03 September 2007

Proceed to Rock; Do Not Pass Go

#1-American Hardcore
dir: Paul Rachman, 2006

The first fifteen minutes of this doc make you feel like you're about to watch something special. But because I find most hardcore unlistenable and incredibly repetitive, I am much more intrigued with the contextual socio-political history that surrounded its uprising--which is exactly what the first fifteen minutes of the film address.

We begin with the ushering in of the great Reagan era; an era that slowly and forcefully saw the introduction of conservatism to its highest degree ever in America. In what amounted to a complete rejection of Jimmy Carter's soft, liberal methods, we were brought Reagan's sound byte slogan, "It's Morning in America." Keith Morris from the Circle Jerks makes a bomb sound with his mouth that is meant to represent the explosion of energy and rebeillion that was hardcore. Then, seemingly overnight according to the film, the American underground rose up, fully formed from the depths of oppression and proceeded to rock!

What could have been an incredibly insightful documentary exploring the movement that was hardcore and it's reactionary/visionary focus, instead suffers from the same fate that befell this category of music: an unraveling from lack of attention span.

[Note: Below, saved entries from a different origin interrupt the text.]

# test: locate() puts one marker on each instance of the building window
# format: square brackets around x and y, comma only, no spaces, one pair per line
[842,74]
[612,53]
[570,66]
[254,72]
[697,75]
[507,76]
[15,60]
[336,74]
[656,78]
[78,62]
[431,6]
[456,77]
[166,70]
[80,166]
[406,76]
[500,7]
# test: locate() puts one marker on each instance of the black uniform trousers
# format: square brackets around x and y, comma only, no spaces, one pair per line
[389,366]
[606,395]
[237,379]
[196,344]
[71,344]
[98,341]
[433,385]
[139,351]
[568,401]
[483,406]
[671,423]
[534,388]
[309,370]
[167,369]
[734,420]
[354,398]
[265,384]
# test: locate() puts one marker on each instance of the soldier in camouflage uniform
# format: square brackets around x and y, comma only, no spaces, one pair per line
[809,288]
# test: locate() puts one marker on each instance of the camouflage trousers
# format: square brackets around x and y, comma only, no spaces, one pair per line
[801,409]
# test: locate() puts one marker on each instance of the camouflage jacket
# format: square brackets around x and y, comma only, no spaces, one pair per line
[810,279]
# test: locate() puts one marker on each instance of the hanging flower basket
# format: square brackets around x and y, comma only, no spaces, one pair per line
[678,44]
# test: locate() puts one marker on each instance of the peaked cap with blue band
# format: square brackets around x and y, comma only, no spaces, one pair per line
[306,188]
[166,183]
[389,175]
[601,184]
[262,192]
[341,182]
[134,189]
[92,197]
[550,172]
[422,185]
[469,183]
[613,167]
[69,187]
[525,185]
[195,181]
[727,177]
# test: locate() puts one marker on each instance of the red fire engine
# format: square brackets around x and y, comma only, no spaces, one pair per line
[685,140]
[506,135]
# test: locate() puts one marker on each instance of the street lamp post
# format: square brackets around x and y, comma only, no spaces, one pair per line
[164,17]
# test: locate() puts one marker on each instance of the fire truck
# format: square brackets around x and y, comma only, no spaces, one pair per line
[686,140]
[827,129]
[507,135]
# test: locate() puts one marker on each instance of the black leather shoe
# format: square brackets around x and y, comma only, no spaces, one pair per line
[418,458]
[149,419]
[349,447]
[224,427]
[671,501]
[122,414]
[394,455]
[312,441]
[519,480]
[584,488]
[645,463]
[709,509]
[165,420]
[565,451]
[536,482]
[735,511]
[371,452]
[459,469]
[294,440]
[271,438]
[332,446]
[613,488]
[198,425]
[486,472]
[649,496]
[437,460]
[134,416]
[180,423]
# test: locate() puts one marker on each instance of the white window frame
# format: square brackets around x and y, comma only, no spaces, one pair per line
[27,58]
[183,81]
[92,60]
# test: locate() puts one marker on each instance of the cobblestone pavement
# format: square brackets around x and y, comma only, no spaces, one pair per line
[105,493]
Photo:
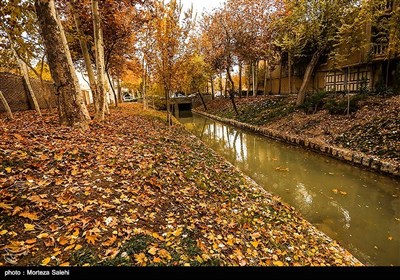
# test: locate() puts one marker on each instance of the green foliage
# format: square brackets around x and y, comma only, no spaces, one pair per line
[314,102]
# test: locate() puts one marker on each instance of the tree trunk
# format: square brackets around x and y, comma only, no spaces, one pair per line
[255,78]
[25,73]
[212,87]
[112,89]
[248,80]
[240,80]
[72,109]
[232,91]
[74,77]
[265,77]
[5,105]
[220,83]
[202,100]
[280,76]
[86,57]
[99,47]
[301,96]
[253,72]
[290,72]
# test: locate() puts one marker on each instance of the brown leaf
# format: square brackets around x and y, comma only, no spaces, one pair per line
[91,238]
[110,241]
[31,216]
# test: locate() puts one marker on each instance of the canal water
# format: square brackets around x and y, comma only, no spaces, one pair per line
[357,208]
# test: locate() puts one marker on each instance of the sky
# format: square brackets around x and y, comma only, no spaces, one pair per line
[200,5]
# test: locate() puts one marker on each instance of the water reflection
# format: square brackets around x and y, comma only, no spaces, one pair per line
[360,209]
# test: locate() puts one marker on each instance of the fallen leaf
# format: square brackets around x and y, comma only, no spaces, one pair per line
[153,250]
[30,241]
[29,227]
[42,235]
[91,238]
[46,261]
[140,258]
[278,263]
[254,243]
[110,241]
[5,206]
[31,216]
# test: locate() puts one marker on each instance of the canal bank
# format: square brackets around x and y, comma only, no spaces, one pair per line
[356,158]
[358,208]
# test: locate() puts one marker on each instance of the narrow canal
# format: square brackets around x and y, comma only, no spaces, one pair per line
[359,209]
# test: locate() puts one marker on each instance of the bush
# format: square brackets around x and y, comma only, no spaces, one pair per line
[314,102]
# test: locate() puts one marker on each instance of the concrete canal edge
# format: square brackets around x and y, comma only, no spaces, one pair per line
[356,158]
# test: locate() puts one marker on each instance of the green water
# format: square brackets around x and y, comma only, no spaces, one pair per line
[357,208]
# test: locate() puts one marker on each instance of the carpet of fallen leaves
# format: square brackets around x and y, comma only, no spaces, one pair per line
[374,129]
[134,192]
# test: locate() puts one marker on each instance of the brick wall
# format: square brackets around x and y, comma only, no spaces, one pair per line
[14,89]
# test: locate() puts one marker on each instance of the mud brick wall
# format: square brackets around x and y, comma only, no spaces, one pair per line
[16,93]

Hardcore, I suppose, was meant to burn out bright and leave a trail of dust and dead in its wake. But you'd never guess that from this chaotic documentary that barely pauses to develop any sense of a timeline. Viewers are bounced thoughtlessly back and forth from the east coast to the west coast and then dropped off somewhere in the mid-west (with no mention of Husker Du, either) before arriving back in Washington, D.C. for one purpose: to extol the awesomeness of Bad Brains.

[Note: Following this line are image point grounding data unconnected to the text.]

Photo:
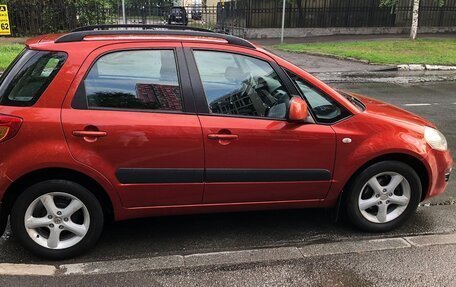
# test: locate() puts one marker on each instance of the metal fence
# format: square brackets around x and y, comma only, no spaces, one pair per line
[34,17]
[337,13]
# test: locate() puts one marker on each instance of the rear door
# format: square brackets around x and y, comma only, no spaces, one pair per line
[132,119]
[252,153]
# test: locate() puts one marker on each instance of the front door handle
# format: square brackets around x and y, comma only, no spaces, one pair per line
[222,137]
[90,136]
[94,134]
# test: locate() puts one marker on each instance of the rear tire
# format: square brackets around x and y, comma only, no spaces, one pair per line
[57,219]
[383,196]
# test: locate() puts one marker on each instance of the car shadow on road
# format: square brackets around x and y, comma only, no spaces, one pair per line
[204,233]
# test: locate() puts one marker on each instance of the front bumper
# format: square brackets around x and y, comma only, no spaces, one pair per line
[440,166]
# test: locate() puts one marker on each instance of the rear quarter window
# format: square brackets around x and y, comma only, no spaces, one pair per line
[29,76]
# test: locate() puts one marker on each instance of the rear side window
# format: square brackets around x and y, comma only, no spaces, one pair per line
[140,80]
[29,77]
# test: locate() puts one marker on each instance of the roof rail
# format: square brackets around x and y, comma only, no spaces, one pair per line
[137,26]
[79,35]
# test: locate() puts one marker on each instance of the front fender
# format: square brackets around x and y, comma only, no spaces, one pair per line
[372,137]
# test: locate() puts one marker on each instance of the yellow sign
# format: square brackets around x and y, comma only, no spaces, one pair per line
[5,28]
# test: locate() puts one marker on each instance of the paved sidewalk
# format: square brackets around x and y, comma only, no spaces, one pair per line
[321,64]
[342,38]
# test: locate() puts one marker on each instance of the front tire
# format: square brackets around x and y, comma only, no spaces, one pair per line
[383,196]
[57,219]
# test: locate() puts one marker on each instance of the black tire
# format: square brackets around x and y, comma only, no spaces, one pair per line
[33,192]
[355,188]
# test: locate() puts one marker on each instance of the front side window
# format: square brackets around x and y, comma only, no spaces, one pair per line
[29,77]
[241,85]
[325,109]
[144,80]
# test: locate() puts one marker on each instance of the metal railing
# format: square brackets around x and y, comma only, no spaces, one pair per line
[35,17]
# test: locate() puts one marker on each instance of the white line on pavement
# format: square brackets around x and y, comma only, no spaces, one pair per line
[227,257]
[27,269]
[417,105]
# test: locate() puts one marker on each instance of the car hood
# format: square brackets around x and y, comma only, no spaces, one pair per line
[383,109]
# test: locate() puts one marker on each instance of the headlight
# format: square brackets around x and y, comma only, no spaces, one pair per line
[435,139]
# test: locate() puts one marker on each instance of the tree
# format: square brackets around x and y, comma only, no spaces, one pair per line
[415,12]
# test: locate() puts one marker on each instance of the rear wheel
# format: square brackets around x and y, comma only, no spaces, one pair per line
[57,219]
[383,196]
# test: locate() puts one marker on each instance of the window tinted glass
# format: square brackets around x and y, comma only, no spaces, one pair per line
[26,83]
[135,80]
[241,85]
[324,108]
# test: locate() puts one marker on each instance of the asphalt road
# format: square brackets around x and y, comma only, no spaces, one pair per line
[221,232]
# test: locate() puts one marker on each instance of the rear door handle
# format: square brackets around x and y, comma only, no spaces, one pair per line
[222,137]
[91,134]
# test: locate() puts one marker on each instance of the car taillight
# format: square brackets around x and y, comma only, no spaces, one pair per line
[9,126]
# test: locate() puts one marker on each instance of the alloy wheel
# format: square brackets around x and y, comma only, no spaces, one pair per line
[384,197]
[57,220]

Yes, Bad Brains is awesome. Yes, they were a truly original hardcore band. Yes, they were four black guys. And in the meantime probably a thousand other bands had the seed of hardcore in their ears after hearing "Pay to Cum." That still doesn't merit a full fifteen minutes of coverage in a 90 minute doc. The bands that do get focus before and after Bad Brains are lukewarm and mid-level players at best (Cro-Mags? The Necros? come on...).

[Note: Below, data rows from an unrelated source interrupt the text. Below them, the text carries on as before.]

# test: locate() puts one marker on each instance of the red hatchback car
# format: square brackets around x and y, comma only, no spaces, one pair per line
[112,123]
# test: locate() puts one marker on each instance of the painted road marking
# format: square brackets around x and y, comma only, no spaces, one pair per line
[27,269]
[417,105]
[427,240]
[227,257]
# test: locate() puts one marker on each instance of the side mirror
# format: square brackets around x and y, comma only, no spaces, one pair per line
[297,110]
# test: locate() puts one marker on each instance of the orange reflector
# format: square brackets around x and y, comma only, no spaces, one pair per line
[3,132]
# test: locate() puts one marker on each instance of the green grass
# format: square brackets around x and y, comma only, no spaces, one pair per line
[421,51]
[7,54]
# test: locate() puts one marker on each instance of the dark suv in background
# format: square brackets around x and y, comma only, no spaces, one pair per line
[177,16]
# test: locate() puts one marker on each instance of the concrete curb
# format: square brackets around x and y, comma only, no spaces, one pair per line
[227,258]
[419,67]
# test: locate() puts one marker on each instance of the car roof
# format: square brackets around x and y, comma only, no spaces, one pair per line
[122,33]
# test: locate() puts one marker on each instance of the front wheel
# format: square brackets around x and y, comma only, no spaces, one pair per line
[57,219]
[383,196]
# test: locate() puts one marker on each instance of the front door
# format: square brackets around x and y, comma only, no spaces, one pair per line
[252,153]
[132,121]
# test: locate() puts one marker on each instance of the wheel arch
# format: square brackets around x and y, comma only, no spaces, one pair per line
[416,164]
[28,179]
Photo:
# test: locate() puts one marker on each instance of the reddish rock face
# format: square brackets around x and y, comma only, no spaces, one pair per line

What thrilled me most about the film was the notion that hardcore imploded in on itself through physical violence done to each other, not outwardly focused on the true origins of their rebellion. Ian Mackye retells an interesting story about when he knew hardcore had died. And it really only last about four years--up until Reagan's re-election.

Guess the fury of music can't really change the tides of the political process. So, how come no one's made a doc that focuses on that aspect of hardcore?